More than a dozen nonprofits have been forced out of San Francisco’s Mid-Market neighborhood due to rent hikes, the Chronicle reports, and the ones that remain are struggling.
As Twitter, Zendesk, Square, Uber, Dolby, and other tech companies have moved into Mid-Market since 2011, rents doubled from $25 to $50 per square foot. Most non-profits have migrated to Oakland—where rents are about half—including the Transgender Law Center, Great Schools, the Kapor Center for Social Impact, New Leaders, Muslim Advocates, Catholic Youth Association, Compass Point, the Sound Room, and Amazon Watch.
The nonprofits fighting to stay are making sacrifices to do so: Home Supportive Services Consortium at 1035 Market Street is operating from a basement; The Tenderloin Neighborhood Development Corporation is moving into trailers at the corner of Taylor and Eddy Streets because it could not find temporary housing while its new space is being renovated; and Lighthouse for the Blind and Visually Impaired sold its former home at 214 Van Ness Avenue and took out loans to buy a 40,000-square-foot, prime spot at 1155 Market Street.

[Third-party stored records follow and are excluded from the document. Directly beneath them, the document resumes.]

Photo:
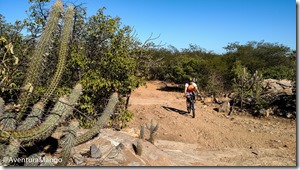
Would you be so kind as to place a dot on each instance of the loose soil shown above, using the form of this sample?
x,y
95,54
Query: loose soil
x,y
219,140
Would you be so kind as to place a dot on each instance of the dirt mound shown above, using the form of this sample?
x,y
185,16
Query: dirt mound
x,y
211,138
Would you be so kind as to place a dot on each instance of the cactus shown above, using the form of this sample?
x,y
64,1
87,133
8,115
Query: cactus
x,y
33,118
1,106
62,54
8,122
139,148
35,68
101,121
60,112
142,132
153,131
68,143
12,150
16,131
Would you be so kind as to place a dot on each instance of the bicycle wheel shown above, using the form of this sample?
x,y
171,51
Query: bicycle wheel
x,y
193,108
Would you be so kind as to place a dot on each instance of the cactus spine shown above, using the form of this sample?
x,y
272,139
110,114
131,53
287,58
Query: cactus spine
x,y
101,121
35,68
68,21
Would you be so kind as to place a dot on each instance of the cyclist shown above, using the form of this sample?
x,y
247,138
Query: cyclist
x,y
189,91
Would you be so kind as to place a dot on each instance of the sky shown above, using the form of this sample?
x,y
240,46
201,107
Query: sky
x,y
209,24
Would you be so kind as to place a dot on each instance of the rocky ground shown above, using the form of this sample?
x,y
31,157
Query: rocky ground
x,y
210,139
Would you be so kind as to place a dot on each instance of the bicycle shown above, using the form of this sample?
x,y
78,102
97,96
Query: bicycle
x,y
190,98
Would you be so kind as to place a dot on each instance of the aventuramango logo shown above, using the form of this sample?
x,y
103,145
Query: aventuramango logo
x,y
31,160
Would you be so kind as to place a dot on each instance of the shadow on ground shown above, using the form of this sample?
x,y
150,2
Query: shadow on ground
x,y
171,89
182,112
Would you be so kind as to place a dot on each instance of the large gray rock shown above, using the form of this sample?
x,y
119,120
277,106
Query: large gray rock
x,y
95,152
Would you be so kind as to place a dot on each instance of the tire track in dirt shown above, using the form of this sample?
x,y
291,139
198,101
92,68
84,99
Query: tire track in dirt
x,y
210,130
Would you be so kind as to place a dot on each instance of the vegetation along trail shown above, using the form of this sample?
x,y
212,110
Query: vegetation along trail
x,y
233,140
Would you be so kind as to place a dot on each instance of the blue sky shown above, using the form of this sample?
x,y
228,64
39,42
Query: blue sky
x,y
210,24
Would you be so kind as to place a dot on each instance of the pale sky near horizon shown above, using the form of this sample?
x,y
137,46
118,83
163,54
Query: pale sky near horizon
x,y
210,24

But perhaps the biggest battle awaits the nearby Hyde Street Community Services at 134 Golden Gate Avenue, which has been forced to move after its rent was doubled. It manages the Tenderloin Outpatient Clinic and, for 40 years, has served between 50 and 60 clients a day for issues ranging from trauma to schizophrenia. When the nonprofit found an affordable new space at 815 Hyde St., it was met with opposition by a tenant and business organization called Save Our Streets, which told the Examiner that the facility would “setback” its efforts to improve the area. The Health Commission is set to vote on the new location on July 15.

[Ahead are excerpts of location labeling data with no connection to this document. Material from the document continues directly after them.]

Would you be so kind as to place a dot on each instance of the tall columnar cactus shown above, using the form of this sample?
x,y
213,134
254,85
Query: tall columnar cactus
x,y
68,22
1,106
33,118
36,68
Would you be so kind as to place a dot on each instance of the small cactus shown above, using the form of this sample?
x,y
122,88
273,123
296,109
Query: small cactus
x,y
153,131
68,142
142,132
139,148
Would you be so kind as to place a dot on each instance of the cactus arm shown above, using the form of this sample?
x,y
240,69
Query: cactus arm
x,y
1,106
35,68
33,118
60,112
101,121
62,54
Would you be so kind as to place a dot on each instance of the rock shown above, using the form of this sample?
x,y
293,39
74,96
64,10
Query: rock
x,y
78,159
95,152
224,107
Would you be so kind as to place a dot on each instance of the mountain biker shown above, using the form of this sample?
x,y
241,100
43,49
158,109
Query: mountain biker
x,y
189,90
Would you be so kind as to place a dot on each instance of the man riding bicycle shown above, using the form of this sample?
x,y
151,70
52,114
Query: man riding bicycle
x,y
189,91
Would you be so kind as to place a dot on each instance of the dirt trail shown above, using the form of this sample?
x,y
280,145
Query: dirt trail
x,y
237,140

The Board of Supervisors recently voted to create a $2.5 million rent stabilization fund to help Mid-Market organizations and set aside $2 million for arts nonprofits. Through a $5 million donation by the Kenneth Rainin Foundation, Luggage Store Gallery and CounterPULSE arts space have moved into new locations at 1007 Market Street and 80 Turk Street, respectively.
Meanwhile, over in the Castro, the HIV and LGBT nonprofit Under One Roof will close on July 31 due to rising rent at 541 Castro Street and its now-closed other locations. In its 21 years, the organization raised more than $4 million for HIV/AIDS charities at its retail shops.